Adieu Brindavoine + La fleur au fusil – Tardi

 



Casterman Ed., réédition de 1987 (Vo de 1974)

1914. A quelques semaines du conflit à venir.

Toile de fond : le Paris de la Belle Epoque. La page de garde d’« Adieu Brindavoine » illustre merveilleusement le background de l’ouvrage sur une double-page d’anthologie où pullulent les détails auxquels se référer : lorgnons et moustaches fines, képis et pélerines sombres, chapeaux-melons et casquettes apaches, faux-cols amidonnés et cravates ficelle, gilets étriqués et montres à gousset, pavé luisant, fiacres clopin-clopant et taxis De Dion Bouton pétaradants, « Café de la Paix » et affiches publicitaires géantes sur les murs borgnes de part et d’autre d’une grande avenue. Une carte postale typique de ce début de XXème siècle qu’affectionne l’auteur. En somme : un univers à la « Adèle Blanc-Sec » ... et bien, non, on ne l’y trouve pas, et pourtant ...! A suivre.
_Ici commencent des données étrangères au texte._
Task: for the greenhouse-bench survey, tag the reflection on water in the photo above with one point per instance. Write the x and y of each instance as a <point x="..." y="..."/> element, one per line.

« Adieu Brindavoine » (1974) est une bande dessinée française signée (Jacques) Tardi qui préfigure la série-phare de l’auteur, « Les aventures extraordinaires d’Adèle Blanc-Sec ». Le héros, Lucien Brindavoine, figurera à son générique dès « Le secret de la salamandre » (tome 5) ; il y restera jusqu’au dernier épisode au rang de personnage récurrent, indispensable et incontournable. En attendant, ici, il vit sa vie, en one shot, en attendant mieux (?).

Toutes les composantes du cycle à venir (1976) sont déjà au rendez-vous d’« Adieu Brindavoine ». On y trouve, déjà : un univers Vernien cousin du steampunk (même s’il n’est pas encore officiellement né) ; un humour de situation décalé mais omniprésent, comme prisonnier de l’époque ; l’impression d’une uchronie figée dans les prémisses de la Première Guerre Mondiale ; des aventures rocambolesques, foutraques, loufoques, oniriques et farfelues en contraste avec le réalisme graphique apporté aux décors (mobilier Art Déco, Paris urbain de la Belle époque méticuleusement dessiné ; désert afghan à l’aplomb d’un soleil brûlant. Cerises sur le gâteau : une gigantesque construction métallique en creux de dunes, à la Gustave Eiffel, comme l’artéfact d’un repaire digne d’un ennemi de James Bond 007 ; un dirigeable fantôme balloté au gré des vents de l’océan, un cuirassé tsariste ... etc.

Et, au-delà des décors, des personnages étonnants : un anglais à l’heure du thé, un tueur à motocyclette, une caricature d’autocrate financier, une momie en aéroplane … bref, la faune habituelle chère à Tardi (Pourvu que çà soit barjo ..!).

« Adieu Brindavoine » est sorti en prépublication (N&B probable) dès le n° 680 (novembre 1972) de « Pilote, le journal qui s’amuse à réfléchir » tout du long de quelques numéros consécutifs hebdomadaires. On le trouvera ensuite en album Casterman (1974) cartonné et agrémenté de quadrichromie. L’exemplaire lu pour la présente chronique est une réédition couleurs de 1987 incorporant, en sus des 44 planches d’origine, 12 autres embarquant le même héros dans les combats de 14, ceux encore hors des tranchées, en képis, uniformes bleu garance et pantalons rouge. Ce supplément a un titre : « La Fleur au fusil ». Nous voici de plein pied dans l’autre versant de l’œuvre de Tardi , au-delà des loufoqueries d’ « Adieu Brindavoine » s’initie l’obsession de l’auteur : dénoncer l’aberration de la Grande Boucherie.

« On croit mourir pour la patrie et on meurt pour des industriels » Anatole France (page 50, 4ème vignette)

Il me semble trouver une parenté graphique entre Brindavoine et Monsieur Même. Silhouettes longilignes, comme désarticulées et dégingandées, chapeau-melon étroit. Cousinage de personnalités également quand, en eux, végète cette même facilité à se laisser balloter par des évènements irrationnels, loufoques, comme d’un rêve éveillé à l’autre.

Ni « Adieu Brindavoine », ni « La fleur au fusil » ne sont, encore, à l’apex de la carrière de Tardi. Ils laissent transparaitre les deux tendances principales de l’œuvre à venir ; ce sont deux bourgeons à la bifurcation entre « Adèle Blanc-Sec » et « La guerre des tranchées ». Le premier, pour le fun et le rire, en roman-feuilleton tout en couleurs chatoyantes, avance à l’instinct, à l’envie, à l’intuition, souvent à la « va-comme-j’te-pousse ». Le second, en pacifiste convaincu et dénonciateur furibard et sans concession, dessine, du blanc au noir, des gris au rouge écarlate, la tristesse inutile des jours de guerre et tout ce sang qui va couler pour rien, 4 ans durant.